The slope and the interception are very close to what we found with splines. Now we are pretty sure the interception and the slope are very close to `1.4`

and `0.40`

respectively.

## Honing the linear part

The whole *HalfVarDelta* versus *Mean* analysis is focused to get the linear part of the relationship between the *Variance* and the *Mean* values from pixel values in raw images. One way to hone the linear part of the linear regression on our observations, is including other terms (or predictors) that may help to fit better to the data. Lets explain the rationale behind this idea.
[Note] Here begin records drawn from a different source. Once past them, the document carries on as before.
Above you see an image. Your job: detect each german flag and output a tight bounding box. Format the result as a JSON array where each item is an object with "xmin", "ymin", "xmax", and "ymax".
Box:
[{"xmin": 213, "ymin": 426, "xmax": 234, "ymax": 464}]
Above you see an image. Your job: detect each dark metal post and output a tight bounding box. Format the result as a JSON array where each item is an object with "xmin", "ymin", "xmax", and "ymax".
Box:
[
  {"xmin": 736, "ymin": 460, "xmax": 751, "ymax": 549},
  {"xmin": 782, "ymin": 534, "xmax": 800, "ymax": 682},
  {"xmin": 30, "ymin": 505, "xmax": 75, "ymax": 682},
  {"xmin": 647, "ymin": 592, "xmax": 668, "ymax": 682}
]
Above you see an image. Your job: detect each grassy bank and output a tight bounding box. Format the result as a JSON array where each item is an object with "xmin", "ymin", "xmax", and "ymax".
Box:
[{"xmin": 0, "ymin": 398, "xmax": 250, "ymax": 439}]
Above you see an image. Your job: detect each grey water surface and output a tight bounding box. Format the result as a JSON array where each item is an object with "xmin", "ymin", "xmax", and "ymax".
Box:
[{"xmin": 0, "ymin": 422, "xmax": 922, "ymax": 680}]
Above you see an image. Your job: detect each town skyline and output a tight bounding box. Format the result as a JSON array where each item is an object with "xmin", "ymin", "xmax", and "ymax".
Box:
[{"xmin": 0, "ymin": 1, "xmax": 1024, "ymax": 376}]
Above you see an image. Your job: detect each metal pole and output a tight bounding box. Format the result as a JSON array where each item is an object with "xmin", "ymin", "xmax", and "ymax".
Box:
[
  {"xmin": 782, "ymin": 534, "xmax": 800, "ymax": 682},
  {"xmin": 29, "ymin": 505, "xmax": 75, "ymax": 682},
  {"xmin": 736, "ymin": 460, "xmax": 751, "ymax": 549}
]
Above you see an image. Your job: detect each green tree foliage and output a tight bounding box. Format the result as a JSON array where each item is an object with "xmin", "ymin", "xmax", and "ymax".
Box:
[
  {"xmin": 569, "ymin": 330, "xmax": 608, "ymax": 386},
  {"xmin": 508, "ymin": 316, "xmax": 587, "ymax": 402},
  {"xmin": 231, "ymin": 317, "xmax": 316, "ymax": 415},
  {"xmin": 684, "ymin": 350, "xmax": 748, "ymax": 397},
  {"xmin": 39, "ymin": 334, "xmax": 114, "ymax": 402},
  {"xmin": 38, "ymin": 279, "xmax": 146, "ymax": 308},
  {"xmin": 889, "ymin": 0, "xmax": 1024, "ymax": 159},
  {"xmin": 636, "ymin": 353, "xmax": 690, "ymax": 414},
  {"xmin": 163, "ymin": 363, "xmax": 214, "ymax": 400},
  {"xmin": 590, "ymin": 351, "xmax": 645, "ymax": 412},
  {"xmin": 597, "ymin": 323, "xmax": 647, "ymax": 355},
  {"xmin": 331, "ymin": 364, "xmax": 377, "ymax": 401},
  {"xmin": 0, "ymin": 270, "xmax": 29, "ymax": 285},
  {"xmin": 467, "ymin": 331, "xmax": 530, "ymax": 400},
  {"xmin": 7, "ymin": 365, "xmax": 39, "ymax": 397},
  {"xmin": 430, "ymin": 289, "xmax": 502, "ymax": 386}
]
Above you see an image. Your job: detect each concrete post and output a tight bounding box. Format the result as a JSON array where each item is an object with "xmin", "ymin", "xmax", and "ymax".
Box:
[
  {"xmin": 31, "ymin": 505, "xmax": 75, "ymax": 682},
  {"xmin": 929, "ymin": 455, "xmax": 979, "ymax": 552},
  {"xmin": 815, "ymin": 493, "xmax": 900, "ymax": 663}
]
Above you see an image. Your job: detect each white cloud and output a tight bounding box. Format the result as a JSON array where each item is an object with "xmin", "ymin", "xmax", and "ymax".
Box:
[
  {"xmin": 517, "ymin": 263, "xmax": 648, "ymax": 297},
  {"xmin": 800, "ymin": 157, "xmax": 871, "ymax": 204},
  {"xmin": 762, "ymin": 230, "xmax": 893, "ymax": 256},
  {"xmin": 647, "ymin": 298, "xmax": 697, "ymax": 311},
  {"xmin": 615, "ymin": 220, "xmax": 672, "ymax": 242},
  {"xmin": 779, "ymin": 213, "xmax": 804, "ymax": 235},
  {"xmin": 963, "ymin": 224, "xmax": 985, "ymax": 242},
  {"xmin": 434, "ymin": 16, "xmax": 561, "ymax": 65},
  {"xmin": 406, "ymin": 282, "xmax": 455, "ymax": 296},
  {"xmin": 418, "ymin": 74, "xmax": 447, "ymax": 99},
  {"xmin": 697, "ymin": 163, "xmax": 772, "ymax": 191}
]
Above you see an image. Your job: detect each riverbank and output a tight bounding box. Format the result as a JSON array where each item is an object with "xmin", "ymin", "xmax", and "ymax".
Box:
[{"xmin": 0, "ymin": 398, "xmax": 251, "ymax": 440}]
### Added variable in a Regression

When one is still learning about the interpretation of regression coefficients, a regression with more than one predictor, is often a source of confusion: When there are multiple predictors, the coefficient for each predictor —in general terms— is affected by the existence of other predictors in the model, and the coefficient for each predictor $(X_j)$ is adjusted discounting the effect of other predictors from both $(Y)$ and $(X_j)$.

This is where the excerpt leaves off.